A molar ratio SrO/(MgO+CaO+SrO+BaO) is an important component ratio for achieving both liquidus temperature and phase separation prevention. When SrO/(MgO+CaO+SrO+BaO) is too small, the liquidus temperature is increased, and the liquidus viscosity is likely to decrease. In addition, the glass is likely to undergo phase separation. Therefore, a suitable lower limit range for SrO/(MgO+CaO+SrO+BaO) is 0 or more, 0.01 or more, 0.05 or more, 0.08 or more, 0.1 or more, 0.14 or more, 0.15 or more, 0.16 or more, 0.18 or more, 0.2 or more, 0.23 or more, and particularly 0.25 or more. In addition, when SrO/(MgO+CaO+SrO+BaO) is too large, the HF etching rate is increased and the taper angle of the through hole or the non-through hole is likely to increase. In addition, etching residues are more likely to be generated, and the manufacturing cost is increased. Therefore, a suitable upper limit range for SrO/(MgO+CaO+SrO+BaO) is 1 or less, 0.99 or less, 0.9 or less, 0.85 or less, 0.8 or less, 0.75 or less, 0.7 or less, 0.68 or less, 0.67 or less, 0.66 or less, 0.65 or less, 0.63 or less, 0.62 or less, 0.6 or less, 0.57 or less, and particularly 0.55 or less.

A molar ratio BaO/(MgO+CaO+SrO+BaO) is an important component ratio for controlling the etching rate. When the molar ratio BaO/(MgO+CaO+SrO+BaO) is reduced, in particular, the HF etching rate may be reduced, and the taper angle of the through hole or the non-through hole is likely to reduce. In addition, the viscosity in high temperature may be decreased and the meltability may be enhanced. Therefore, a suitable range for BaO/(MgO+CaO+SrO+BaO) is from 0 to 0.2, from 0 to 0.15, from 0 to 0.1, from 0 to 0.08, from 0 to 0.06, from 0 to 0.05, from 0 to 0.04, from 0 to 0.03, from 0 to 0.02, and particularly from 0 to 0.01.

SnO₂ is a component having a good fining action in a high temperature range, and is a component that decreases the viscosity in high temperature and that enhances the meltability. It is also a component that is mixed in from electrodes used during electric melting in a glass manufacturing kiln. The environmental load can be reduced by using an electric melting furnace instead of a burning furnace in glass melting. Therefore, in order to produce glass substrates at a high yield or to reduce the environmental load in manufacturing the glass substrates, SnO₂ is preferably contained. Therefore, a suitable lower limit range for SnO₂ is 0 or more, 0.01 or more, and particularly 0.05 or more. When the content of SnO₂ is small than 0.05%, it is difficult to obtain the above effects. On the other hand, when the content of SnO₂ is too large, devitrified crystals of SnO₂ are likely to precipitate, and thus there is a concern that the yield decreases.

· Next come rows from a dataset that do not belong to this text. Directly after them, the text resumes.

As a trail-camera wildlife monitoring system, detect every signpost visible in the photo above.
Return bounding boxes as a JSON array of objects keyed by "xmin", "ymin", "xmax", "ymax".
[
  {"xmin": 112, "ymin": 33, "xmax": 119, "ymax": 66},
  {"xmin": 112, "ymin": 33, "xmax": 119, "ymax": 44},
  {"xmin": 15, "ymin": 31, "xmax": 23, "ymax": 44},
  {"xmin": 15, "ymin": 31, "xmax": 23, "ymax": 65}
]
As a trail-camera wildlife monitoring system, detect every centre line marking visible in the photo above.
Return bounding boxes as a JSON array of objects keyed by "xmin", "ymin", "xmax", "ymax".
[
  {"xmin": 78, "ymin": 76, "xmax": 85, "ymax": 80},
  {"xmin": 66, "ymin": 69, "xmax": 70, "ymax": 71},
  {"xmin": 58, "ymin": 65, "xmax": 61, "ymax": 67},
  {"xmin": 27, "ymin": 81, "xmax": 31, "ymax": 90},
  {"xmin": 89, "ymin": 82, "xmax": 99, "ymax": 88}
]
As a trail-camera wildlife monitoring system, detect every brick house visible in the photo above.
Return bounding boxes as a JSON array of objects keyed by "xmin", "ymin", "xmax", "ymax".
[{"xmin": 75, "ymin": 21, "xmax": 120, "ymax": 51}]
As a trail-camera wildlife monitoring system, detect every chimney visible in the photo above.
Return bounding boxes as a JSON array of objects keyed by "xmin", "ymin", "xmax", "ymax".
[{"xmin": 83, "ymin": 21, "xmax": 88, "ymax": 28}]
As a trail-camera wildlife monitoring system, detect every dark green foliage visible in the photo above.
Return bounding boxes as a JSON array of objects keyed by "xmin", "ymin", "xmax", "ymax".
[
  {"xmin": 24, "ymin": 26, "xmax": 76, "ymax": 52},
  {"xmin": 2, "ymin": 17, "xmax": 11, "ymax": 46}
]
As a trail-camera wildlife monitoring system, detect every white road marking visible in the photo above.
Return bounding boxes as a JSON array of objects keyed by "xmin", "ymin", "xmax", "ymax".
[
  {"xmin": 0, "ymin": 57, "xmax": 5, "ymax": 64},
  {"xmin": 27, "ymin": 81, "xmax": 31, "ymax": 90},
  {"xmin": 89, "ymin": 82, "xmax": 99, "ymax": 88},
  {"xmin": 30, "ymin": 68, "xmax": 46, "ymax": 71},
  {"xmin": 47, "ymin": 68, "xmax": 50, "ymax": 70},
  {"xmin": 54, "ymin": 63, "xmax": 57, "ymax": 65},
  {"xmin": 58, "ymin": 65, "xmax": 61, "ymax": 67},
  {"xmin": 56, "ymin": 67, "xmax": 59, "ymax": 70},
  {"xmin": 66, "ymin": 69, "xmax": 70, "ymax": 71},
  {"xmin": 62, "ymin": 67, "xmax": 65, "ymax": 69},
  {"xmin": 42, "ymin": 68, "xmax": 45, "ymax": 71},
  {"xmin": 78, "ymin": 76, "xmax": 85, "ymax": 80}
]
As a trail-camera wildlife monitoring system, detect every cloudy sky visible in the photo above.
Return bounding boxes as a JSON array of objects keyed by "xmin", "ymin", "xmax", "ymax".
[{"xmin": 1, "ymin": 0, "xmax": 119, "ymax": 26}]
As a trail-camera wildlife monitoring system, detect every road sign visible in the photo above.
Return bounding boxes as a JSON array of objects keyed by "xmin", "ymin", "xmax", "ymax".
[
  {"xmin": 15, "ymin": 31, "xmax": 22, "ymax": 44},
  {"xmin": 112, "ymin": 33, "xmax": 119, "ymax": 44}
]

Therefore, a suitable upper limit range for SnO₂ is 1 or less, 0.8 or less, and particularly preferably 0.5% or less.

As described above, SnO₂ is suitable as a fining agent. However, as long as the glass properties are not impaired, F, SO₃, C, or a metal powder such as Al or Si may be added up to 1% for each (preferably up to 0.8%, particularly preferably up to 0.5%), instead of SnO₂ or together with SnO₂, as fining agents. In addition, CeO₂ can also be added as a fining agent, but when a content of CeO₂ is too large, the glass is colored. Therefore, an upper limit of the content thereof is preferably 0.1%, more preferably 0.05%, and particularly preferably 0.01%.

As₂O₃ and Sb₂O₃ are also effective components as fining agents. However, As₂O₃ and Sb₂O₃ are also components that increase the environmental load. Therefore, it is preferable that the glass substrate according to the present invention does not substantially contain As₂O₃ and Sb₂O₃, and even they are contained, the content is preferably in a range of from 0% to less than 0.05%.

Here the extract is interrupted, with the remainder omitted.